Model averaging/weighting via stacking or pseudo-BMA weighting

Model averaging via stacking of predictive distributions, pseudo-BMA weighting or pseudo-BMA+ weighting with the Bayesian bootstrap. See Yao et al. (2018), Vehtari, Gelman, and Gabry (2017), and Vehtari, Simpson, Gelman, Yao, and Gabry (2022) for background.

loo_model_weights(x, ...)

# S3 method for default
loo_model_weights(
  x,
  ...,
  method = c("stacking", "pseudobma"),
  optim_method = "BFGS",
  optim_control = list(),
  BB = TRUE,
  BB_n = 1000,
  alpha = 1,
  r_eff_list = NULL,
  cores = getOption("mc.cores", 1)
)

stacking_weights(lpd_point, optim_method = "BFGS", optim_control = list())

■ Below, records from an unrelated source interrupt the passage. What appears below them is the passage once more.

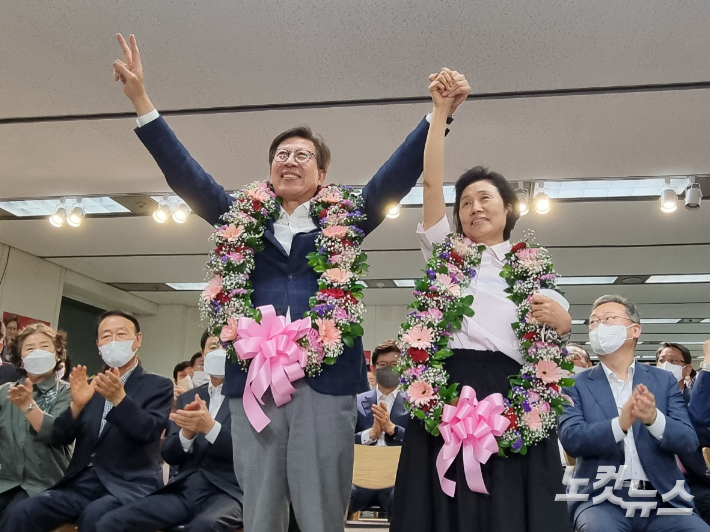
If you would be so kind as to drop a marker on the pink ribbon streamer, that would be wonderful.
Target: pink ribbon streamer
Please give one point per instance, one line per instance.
(277, 360)
(474, 426)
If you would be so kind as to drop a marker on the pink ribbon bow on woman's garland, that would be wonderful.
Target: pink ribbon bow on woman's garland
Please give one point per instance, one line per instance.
(277, 360)
(474, 426)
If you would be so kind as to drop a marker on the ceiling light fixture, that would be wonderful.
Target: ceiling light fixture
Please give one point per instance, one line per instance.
(162, 213)
(693, 195)
(181, 212)
(523, 199)
(393, 212)
(668, 198)
(542, 201)
(60, 214)
(78, 211)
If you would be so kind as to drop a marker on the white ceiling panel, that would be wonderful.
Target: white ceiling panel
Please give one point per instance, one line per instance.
(540, 138)
(58, 56)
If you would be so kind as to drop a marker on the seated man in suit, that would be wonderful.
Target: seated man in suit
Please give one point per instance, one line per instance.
(381, 420)
(205, 493)
(626, 413)
(695, 470)
(116, 421)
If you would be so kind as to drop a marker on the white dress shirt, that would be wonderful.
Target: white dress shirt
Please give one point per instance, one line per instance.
(216, 400)
(389, 401)
(490, 327)
(622, 391)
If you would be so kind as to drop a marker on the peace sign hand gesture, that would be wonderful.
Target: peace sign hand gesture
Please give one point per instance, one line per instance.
(129, 71)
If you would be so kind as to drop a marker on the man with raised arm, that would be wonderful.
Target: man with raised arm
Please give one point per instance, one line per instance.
(305, 453)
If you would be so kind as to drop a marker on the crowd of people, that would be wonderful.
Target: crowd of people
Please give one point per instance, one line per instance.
(128, 450)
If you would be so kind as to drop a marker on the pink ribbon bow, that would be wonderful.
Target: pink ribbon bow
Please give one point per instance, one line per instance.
(277, 360)
(474, 426)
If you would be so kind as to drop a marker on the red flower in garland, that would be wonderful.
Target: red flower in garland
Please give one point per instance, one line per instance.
(334, 292)
(518, 247)
(456, 258)
(419, 356)
(513, 420)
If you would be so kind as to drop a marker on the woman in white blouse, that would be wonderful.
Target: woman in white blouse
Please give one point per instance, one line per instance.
(521, 489)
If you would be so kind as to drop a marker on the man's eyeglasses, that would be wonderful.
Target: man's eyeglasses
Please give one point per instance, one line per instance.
(300, 156)
(606, 320)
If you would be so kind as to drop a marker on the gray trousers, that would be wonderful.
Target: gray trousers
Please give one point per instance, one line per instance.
(304, 456)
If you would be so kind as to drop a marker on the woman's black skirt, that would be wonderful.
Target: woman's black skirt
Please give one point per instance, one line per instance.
(521, 489)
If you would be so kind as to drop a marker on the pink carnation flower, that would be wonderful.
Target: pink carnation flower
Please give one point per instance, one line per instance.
(532, 419)
(448, 285)
(330, 195)
(229, 331)
(258, 194)
(214, 287)
(337, 276)
(335, 231)
(548, 371)
(328, 332)
(231, 232)
(420, 393)
(419, 337)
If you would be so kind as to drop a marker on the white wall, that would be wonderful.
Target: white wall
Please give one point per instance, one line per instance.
(30, 286)
(382, 323)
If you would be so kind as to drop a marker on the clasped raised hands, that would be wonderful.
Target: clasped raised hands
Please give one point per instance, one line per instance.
(448, 89)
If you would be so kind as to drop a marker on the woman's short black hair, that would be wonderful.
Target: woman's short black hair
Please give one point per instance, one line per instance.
(505, 190)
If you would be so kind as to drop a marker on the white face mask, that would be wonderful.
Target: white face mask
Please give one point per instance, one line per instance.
(200, 378)
(39, 362)
(117, 354)
(215, 362)
(607, 339)
(676, 370)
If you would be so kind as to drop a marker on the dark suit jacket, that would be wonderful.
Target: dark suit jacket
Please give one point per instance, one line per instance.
(214, 460)
(586, 434)
(126, 456)
(365, 418)
(280, 279)
(699, 411)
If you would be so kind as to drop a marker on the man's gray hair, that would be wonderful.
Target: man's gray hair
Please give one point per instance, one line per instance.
(631, 311)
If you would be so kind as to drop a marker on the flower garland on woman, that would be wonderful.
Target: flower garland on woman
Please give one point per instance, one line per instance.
(458, 353)
(336, 309)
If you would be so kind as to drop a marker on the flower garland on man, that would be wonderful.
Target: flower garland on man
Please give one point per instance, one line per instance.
(281, 462)
(458, 353)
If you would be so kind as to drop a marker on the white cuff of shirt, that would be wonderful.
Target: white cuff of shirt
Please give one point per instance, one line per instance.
(659, 426)
(186, 444)
(211, 436)
(147, 118)
(365, 438)
(619, 434)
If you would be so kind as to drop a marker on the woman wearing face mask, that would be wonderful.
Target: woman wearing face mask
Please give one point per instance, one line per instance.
(521, 489)
(29, 464)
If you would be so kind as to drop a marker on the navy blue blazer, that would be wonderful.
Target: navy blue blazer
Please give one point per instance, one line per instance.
(126, 456)
(365, 418)
(586, 434)
(280, 279)
(699, 411)
(214, 460)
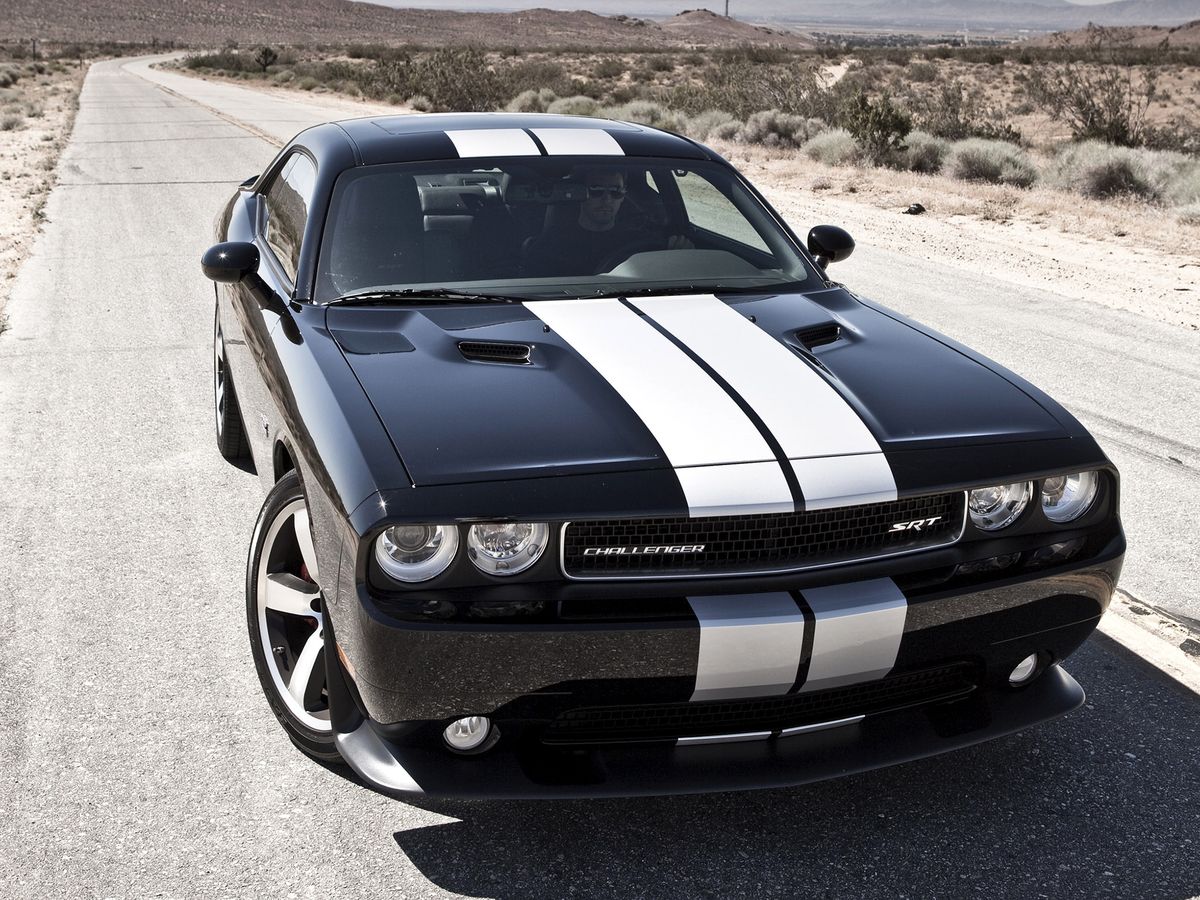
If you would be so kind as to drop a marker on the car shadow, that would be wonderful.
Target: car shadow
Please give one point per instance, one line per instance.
(1099, 803)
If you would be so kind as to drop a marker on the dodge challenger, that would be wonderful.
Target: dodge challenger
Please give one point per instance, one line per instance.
(583, 478)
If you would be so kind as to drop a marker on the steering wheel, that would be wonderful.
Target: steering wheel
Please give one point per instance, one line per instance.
(639, 245)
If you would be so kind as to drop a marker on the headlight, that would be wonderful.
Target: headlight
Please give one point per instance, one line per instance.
(993, 508)
(417, 552)
(505, 547)
(1067, 497)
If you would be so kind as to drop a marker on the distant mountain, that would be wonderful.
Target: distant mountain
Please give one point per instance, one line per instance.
(210, 23)
(897, 15)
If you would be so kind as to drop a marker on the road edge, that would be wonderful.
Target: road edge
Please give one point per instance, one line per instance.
(1125, 627)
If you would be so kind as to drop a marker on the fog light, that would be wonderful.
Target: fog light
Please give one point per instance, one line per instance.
(1024, 671)
(468, 733)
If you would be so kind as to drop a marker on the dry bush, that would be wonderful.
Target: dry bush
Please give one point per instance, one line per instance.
(923, 153)
(995, 162)
(773, 127)
(532, 101)
(646, 112)
(702, 126)
(609, 67)
(835, 147)
(919, 71)
(1098, 169)
(577, 105)
(1099, 91)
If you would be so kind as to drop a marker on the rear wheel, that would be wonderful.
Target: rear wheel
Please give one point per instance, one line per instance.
(231, 432)
(286, 619)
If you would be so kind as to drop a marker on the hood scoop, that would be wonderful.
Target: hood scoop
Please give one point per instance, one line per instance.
(514, 354)
(819, 335)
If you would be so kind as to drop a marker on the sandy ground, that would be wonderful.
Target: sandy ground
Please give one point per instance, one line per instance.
(1125, 255)
(29, 153)
(1122, 253)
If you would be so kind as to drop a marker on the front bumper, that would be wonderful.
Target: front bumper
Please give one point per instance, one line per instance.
(633, 771)
(595, 645)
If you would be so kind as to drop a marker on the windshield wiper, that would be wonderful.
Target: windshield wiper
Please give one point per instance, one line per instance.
(448, 294)
(778, 288)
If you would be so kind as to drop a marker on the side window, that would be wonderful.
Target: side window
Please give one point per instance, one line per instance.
(709, 209)
(287, 210)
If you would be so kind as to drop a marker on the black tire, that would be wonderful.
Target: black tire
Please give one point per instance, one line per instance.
(232, 441)
(282, 595)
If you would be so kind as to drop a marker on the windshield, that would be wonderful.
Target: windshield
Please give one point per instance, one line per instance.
(547, 227)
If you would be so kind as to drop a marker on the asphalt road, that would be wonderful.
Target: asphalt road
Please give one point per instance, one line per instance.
(139, 759)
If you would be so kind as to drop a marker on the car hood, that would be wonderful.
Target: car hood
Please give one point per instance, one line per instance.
(461, 406)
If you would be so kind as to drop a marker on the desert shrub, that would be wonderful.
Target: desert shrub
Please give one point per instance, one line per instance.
(835, 147)
(231, 60)
(995, 162)
(703, 126)
(577, 105)
(1098, 169)
(923, 153)
(725, 131)
(879, 126)
(775, 129)
(532, 101)
(609, 67)
(919, 71)
(459, 78)
(535, 75)
(1097, 91)
(646, 112)
(745, 88)
(954, 112)
(265, 57)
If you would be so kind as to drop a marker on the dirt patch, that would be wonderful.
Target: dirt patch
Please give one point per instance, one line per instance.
(36, 113)
(1122, 253)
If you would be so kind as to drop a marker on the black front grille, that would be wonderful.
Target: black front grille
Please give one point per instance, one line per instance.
(744, 545)
(667, 721)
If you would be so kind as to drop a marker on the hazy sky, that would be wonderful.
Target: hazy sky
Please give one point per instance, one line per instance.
(613, 7)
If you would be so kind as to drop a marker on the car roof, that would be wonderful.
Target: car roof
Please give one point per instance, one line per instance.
(454, 136)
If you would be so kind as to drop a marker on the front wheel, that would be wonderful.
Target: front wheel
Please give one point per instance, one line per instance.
(286, 619)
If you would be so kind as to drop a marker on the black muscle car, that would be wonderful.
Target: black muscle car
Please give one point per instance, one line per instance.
(585, 479)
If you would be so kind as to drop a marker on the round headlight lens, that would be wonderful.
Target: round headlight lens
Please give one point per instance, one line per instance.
(1067, 497)
(413, 553)
(507, 547)
(993, 508)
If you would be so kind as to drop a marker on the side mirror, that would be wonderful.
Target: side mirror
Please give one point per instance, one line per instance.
(829, 244)
(231, 262)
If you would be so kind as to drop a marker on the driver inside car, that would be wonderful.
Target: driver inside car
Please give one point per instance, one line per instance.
(597, 239)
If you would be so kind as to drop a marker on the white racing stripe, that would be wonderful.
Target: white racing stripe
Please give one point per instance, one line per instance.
(835, 457)
(492, 142)
(845, 480)
(579, 142)
(857, 634)
(750, 645)
(690, 415)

pseudobma_weights(lpd_point, BB = TRUE, BB_n = 1000, alpha = 1)

Arguments

x

A list of "psis_loo" objects (objects returned by loo()) or pointwise log-likelihood matrices or , one for each model. If the list elements are named the names will be used to label the models in the results. Each matrix/object should have dimensions $S$ by $N$ , where $S$ is the size of the posterior sample (with all chains merged) and $N$ is the number of data points. If x is a list of log-likelihood matrices then loo() is called internally on each matrix. Currently the loo_model_weights() function is not implemented to be used with results from K-fold CV, but you can still obtain weights using K-fold CV results by calling the stacking_weights() function directly.

...

Unused, except for the generic to pass arguments to individual methods.

method

Either "stacking" (the default) or "pseudobma", indicating which method to use for obtaining the weights. "stacking" refers to stacking of predictive distributions and "pseudobma" refers to pseudo-BMA+ weighting (or plain pseudo-BMA weighting if argument BB is FALSE).

optim_method

If method="stacking", a string passed to the method argument of stats::constrOptim() to specify the optimization algorithm. The default is optim_method="BFGS", but other options are available (see stats::optim()).

optim_control

If method="stacking", a list of control parameters for optimization passed to the control argument of stats::constrOptim().

BB

Logical used when "method"="pseudobma". If TRUE (the default), the Bayesian bootstrap will be used to adjust the pseudo-BMA weighting, which is called pseudo-BMA+ weighting. It helps regularize the weight away from 0 and 1, so as to reduce the variance.

BB_n

For pseudo-BMA+ weighting only, the number of samples to use for the Bayesian bootstrap. The default is BB_n=1000.

alpha

Positive scalar shape parameter in the Dirichlet distribution used for the Bayesian bootstrap. The default is alpha=1, which corresponds to a uniform distribution on the simplex space.

r_eff_list

Optionally, a list of relative effective sample size estimates for the likelihood (exp(log_lik)) of each observation in each model. See psis() and relative_eff() helper function for computing r_eff. If x is a list of "psis_loo" objects then r_eff_list is ignored.

cores

The number of cores to use for parallelization. This defaults to the option mc.cores which can be set for an entire R session by options(mc.cores = NUMBER). The old option loo.cores is now deprecated but will be given precedence over mc.cores until loo.cores is removed in a future release. As of version 2.0.0 the default is now 1 core if mc.cores is not set, but we recommend using as many (or close to as many) cores as possible.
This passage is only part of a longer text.